OnePlus 5T review
When I scan with Ad-Aware I get 3-4 'Virus Alerts' from AVG 7 in locations Windows\Temp\AAW TMP\....
Is this OK or is Ad-Aware harbouring Trojans?
try scanning with ad-aware whilst not on the internet with avg7 turned off
When Ad-Aware scans, it creates the AAW.TMP file if it wishes to place something in there. While it is scanning, it is effectively probing files on your system.
What AVG is telling you, is something is trying to open an infected file. So it's not so much Ad-Aware is harbouring Trojans, but that AVG is preventing Ad-Aware opening the files.
You need to establish which files are being probed when this happens and if you are at all suspicious about their source or integrity, get rid of them.
Thanks guys, but at the risk of sounding thick I still don't understand.
I know what you're saying, but AVG tells me that it has nothing in it's virus vault so where is Ad-Aware getting the files from?
Should I just ignore it, or should I make a note of the files and attempt a manual deletion?
One example is WINDOWS\TEMP\AAW TMP\C2535894\269EF\INSECURECLASSLOADER.CLASS\Java\ByteVerify.
btw when I run AVG it finds nothing.
LastChip I see what you're saying about Ad-Aware creating AAW.TMP and trying to open the files when AVG spots it, but where is it getting the files from?
My suggestion is that you turn off System Restore (assuming that you're using Windows XP). Delete all Temporary Internet files and the contents of any Temp folders (including C:\Temp and C:\Windows\Temp). Run AdAware, at the end of the scan click on "Open quarantine list", delete all quarantined items then close AdAware. Run AVG. Restart System restore and create a new Restore Point. Hopefully your computer will now be trojan and virus free
Two other observations:
1 - this happens when I run Ad-Aware in "full system scan" but not in "smart system scan".

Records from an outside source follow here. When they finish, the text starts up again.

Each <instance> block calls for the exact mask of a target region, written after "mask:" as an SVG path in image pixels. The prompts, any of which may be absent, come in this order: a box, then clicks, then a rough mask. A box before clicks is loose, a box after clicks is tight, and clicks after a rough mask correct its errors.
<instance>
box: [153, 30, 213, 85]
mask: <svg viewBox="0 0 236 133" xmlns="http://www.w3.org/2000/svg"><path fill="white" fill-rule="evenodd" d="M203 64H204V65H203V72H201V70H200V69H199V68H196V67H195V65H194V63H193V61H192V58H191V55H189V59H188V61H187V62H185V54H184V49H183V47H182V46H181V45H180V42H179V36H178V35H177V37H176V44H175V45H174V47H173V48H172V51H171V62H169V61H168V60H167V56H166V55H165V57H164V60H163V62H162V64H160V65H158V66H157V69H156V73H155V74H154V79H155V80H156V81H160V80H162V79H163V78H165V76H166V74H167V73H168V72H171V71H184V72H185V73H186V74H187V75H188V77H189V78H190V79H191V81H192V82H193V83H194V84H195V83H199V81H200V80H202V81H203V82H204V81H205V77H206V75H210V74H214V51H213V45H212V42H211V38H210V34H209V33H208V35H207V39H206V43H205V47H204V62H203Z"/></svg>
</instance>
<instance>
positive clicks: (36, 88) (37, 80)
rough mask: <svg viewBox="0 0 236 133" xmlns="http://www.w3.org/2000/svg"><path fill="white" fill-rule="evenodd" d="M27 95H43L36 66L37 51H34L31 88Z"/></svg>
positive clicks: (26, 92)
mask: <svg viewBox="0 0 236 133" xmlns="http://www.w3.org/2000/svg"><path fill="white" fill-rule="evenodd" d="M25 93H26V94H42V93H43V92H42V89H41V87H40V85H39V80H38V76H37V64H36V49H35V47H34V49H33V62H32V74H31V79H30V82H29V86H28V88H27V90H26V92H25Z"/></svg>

2 - AVG doesn't react to any of the options.
Thanks Gongoozler I tried that (and running AVG in Safe Mode) but still AVG found nothing.
A search via Copernic led me to the Computer Associates site and I ran their on-line check which found 9 trojans in the MS Virtual Machine.
"This is not a virus, but rather a method to exploit a security vulnerability in the Microsoft Virtual Machine. This vulnerability arises as the ByteCode verifier in the Microsoft Virtual machine does not correctly check for the presence of certain malformed code when a Java applet is loaded. Attackers could exploit this vulnerability by creating malicious Java applets and inserting them into web pages. These web pages could be hosted on a site by a malicious web master, or could be sent to users as an attachment."
I deleted them and ran it a second time and now seem to be clean.
I still don't know why AVG only picked them up (and then couldn't deal with them) while I ran Ad-Aware.
Thanks for the help.
Hi §. I don't fully understand it either, but from what I've found it would appear that the trojans were in compressed files, AdAware temporarily decompressed the files to examine them, and while the files were in the decompressed state AVG detected them.
This thread is now locked and can not be replied to.